Love does stuff to ya. It gives you butterflies and makes your mind fuzzy. You can't seem to smile and breathe at the same time but you don't really need to...breathe, that is.
Oh, and I love making plans :) Plans are my favorite. Plans and surprises. Surprises that I know I'll totally forget about until they begin unfolding. Plans and surprises I'm not even sure it's really legal to have them this early on...
(I'm still about 6-7 months out of being possibly engaged, am I allowed to know that we could potentially be flying somewhere for the honeymoon? o.O)
I've been trying to leave myself a door open. The plan-B emergency door that I can bow out of when things possibly could ever go wrong and the relationship doesn't work out. But at this point, the pathway to the plan-B emergency door is getting much longer and exceedingly more paved with if's and maybe's. It's more like that painting you keep up on the wall because it takes up the empty space and doesn't leave you vulnerable to ridicule from your more interior design savvy friends. You don't actually need the painting, or even like it for that matter, but it's there. Like insurance.

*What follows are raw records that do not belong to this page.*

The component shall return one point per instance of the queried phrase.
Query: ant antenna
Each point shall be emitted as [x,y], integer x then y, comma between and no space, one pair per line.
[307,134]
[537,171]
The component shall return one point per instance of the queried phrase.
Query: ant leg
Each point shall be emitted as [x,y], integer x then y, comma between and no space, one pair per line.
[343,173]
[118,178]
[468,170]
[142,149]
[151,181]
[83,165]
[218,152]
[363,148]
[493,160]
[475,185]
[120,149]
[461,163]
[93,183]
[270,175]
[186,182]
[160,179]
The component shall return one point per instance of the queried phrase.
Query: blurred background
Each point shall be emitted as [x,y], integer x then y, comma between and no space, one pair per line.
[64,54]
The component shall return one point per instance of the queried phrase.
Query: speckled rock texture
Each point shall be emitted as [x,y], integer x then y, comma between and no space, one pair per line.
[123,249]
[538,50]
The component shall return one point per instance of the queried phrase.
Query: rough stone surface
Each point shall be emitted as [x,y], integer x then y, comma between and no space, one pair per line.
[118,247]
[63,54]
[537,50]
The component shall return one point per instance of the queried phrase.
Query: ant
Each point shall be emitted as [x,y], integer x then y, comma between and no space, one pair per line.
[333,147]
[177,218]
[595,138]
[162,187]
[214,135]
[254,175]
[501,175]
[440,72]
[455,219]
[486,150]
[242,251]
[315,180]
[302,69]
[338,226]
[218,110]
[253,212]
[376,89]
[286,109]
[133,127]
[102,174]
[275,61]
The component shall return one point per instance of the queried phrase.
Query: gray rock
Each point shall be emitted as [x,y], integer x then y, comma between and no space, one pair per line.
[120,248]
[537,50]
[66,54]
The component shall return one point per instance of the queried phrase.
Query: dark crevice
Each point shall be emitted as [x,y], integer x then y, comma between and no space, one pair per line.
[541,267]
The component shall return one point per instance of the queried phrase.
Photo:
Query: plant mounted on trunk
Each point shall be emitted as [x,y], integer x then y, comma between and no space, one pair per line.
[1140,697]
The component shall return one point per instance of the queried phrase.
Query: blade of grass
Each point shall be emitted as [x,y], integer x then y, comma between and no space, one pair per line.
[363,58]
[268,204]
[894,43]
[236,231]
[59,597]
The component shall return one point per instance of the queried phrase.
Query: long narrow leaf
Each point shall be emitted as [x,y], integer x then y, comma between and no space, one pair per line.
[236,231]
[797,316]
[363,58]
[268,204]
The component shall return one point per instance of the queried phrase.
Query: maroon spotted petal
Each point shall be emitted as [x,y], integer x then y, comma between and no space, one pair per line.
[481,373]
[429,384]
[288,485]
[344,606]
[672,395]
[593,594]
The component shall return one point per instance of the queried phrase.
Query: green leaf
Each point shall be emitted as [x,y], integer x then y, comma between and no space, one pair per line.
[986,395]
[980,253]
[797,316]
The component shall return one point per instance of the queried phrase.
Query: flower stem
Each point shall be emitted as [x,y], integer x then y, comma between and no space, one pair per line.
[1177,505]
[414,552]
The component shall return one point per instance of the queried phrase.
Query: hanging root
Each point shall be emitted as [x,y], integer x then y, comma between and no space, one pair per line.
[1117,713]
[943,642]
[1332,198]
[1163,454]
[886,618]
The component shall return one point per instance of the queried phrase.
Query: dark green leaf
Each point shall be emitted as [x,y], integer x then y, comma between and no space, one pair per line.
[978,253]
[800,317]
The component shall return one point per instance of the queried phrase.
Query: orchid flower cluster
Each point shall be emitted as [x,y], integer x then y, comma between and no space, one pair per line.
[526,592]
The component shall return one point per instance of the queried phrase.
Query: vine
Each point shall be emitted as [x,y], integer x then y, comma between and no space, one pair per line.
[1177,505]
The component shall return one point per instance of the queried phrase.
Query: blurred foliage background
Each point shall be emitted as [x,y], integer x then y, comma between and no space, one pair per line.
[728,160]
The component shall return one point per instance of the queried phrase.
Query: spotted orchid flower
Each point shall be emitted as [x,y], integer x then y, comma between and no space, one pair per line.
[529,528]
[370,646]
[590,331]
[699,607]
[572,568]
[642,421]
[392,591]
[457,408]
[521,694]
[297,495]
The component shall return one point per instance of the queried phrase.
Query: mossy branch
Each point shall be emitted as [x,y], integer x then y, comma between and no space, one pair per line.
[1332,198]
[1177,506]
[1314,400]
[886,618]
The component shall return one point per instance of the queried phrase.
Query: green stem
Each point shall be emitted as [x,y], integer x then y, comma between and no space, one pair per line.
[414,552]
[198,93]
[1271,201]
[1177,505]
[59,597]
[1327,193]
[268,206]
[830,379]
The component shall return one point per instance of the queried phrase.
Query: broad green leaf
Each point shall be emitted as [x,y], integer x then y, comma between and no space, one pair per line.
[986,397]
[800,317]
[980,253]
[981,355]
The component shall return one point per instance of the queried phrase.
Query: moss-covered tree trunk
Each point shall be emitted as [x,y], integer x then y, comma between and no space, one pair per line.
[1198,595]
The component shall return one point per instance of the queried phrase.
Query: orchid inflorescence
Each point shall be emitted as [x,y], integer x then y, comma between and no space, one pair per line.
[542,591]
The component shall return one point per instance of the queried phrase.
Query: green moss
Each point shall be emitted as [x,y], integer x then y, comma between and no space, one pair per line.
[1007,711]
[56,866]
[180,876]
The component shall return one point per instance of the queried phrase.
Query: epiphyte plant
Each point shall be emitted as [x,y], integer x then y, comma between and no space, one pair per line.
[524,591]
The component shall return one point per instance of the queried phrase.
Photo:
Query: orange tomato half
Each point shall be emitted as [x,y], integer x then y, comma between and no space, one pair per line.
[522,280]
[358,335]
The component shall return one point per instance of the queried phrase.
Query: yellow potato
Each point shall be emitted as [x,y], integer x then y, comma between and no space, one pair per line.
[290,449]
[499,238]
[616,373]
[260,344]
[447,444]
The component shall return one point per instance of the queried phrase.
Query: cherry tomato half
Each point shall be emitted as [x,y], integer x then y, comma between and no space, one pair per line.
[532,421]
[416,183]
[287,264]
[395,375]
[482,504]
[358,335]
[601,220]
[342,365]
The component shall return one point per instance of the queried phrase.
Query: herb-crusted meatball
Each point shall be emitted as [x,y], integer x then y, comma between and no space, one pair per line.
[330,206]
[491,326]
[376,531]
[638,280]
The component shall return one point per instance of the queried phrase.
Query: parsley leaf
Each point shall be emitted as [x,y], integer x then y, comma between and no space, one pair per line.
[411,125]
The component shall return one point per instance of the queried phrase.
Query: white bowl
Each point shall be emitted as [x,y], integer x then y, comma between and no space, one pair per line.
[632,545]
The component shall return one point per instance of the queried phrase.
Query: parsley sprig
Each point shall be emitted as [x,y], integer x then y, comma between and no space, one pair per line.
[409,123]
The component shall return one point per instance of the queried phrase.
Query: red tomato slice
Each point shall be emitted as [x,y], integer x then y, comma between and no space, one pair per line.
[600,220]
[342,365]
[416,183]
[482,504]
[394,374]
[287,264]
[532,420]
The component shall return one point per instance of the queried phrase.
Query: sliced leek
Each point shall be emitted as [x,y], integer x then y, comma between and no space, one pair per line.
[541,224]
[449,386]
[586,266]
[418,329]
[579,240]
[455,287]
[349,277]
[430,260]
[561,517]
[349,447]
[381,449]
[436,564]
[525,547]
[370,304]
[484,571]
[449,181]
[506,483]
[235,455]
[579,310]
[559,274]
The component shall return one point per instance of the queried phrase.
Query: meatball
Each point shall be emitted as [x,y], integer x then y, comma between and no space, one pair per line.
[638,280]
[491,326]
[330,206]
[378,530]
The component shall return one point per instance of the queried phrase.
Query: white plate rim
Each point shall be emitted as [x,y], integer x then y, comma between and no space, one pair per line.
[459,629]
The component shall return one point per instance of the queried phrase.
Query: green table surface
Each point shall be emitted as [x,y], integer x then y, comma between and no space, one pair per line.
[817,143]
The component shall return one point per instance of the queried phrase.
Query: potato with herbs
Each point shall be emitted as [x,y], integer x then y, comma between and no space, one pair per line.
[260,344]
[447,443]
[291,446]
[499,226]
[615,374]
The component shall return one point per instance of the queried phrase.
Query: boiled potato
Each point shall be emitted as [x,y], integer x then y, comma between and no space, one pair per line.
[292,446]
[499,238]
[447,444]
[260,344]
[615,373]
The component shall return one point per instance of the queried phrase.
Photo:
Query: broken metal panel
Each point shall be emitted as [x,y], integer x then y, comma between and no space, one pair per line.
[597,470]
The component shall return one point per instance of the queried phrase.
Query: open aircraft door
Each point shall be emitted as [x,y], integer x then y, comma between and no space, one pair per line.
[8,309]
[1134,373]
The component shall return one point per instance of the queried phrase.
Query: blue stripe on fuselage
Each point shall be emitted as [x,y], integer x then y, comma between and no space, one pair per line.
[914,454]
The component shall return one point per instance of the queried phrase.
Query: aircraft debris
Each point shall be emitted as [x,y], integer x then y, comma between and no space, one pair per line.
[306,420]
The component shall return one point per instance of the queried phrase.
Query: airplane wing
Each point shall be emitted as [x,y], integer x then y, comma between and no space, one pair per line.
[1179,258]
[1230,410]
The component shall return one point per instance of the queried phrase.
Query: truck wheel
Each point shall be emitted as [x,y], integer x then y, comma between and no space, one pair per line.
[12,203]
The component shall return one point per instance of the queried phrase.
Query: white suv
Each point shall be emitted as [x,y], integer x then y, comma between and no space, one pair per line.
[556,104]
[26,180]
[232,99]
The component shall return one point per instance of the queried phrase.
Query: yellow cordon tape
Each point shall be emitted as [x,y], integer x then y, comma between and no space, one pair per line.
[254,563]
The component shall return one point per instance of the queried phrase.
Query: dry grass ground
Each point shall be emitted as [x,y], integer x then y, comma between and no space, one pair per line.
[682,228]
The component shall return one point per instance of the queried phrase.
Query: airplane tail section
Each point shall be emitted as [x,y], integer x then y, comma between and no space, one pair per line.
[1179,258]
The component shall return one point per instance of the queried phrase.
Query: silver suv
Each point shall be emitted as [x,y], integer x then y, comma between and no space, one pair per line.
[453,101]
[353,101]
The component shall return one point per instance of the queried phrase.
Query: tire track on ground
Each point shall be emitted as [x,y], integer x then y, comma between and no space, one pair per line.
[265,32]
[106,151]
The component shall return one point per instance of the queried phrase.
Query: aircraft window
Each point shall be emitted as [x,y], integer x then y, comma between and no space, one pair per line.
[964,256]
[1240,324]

The door's almost disappeared. I'm about to take it down and throw paint on the walls. Create an entire new experience in the room, change the appearance of everything I'm used to. How can I possibly be ready to admit I have found the person I could deal with for eternity. E-ter-ni-ty. Do you realize how long that is? Do I realize how long that is?
Here's the crazy thing: I think I do. And as I think about it I wait for the panic to set in. The qualms and queasy feelings of uneasiness that'll sway me from being certain. But I don't need the door anymore. I don't want the door. The painting can go to DI and the door can melt away into oblivion because I'm in love.
Sure, steady, pure love.
It's cheesy. It's romantic. And it's all mine :) I feel like Buddy the Elf and wanna go running through the halls filled with stuck-up, more-sophisticated-people-than-I snobjobs and shout to them, "I'm in love! I'm in love! and I don't care who knows it!" with that idiotic sappy grin on my face. Because that means I'm too happy to care.

So go ahead and judge! Because Happiness?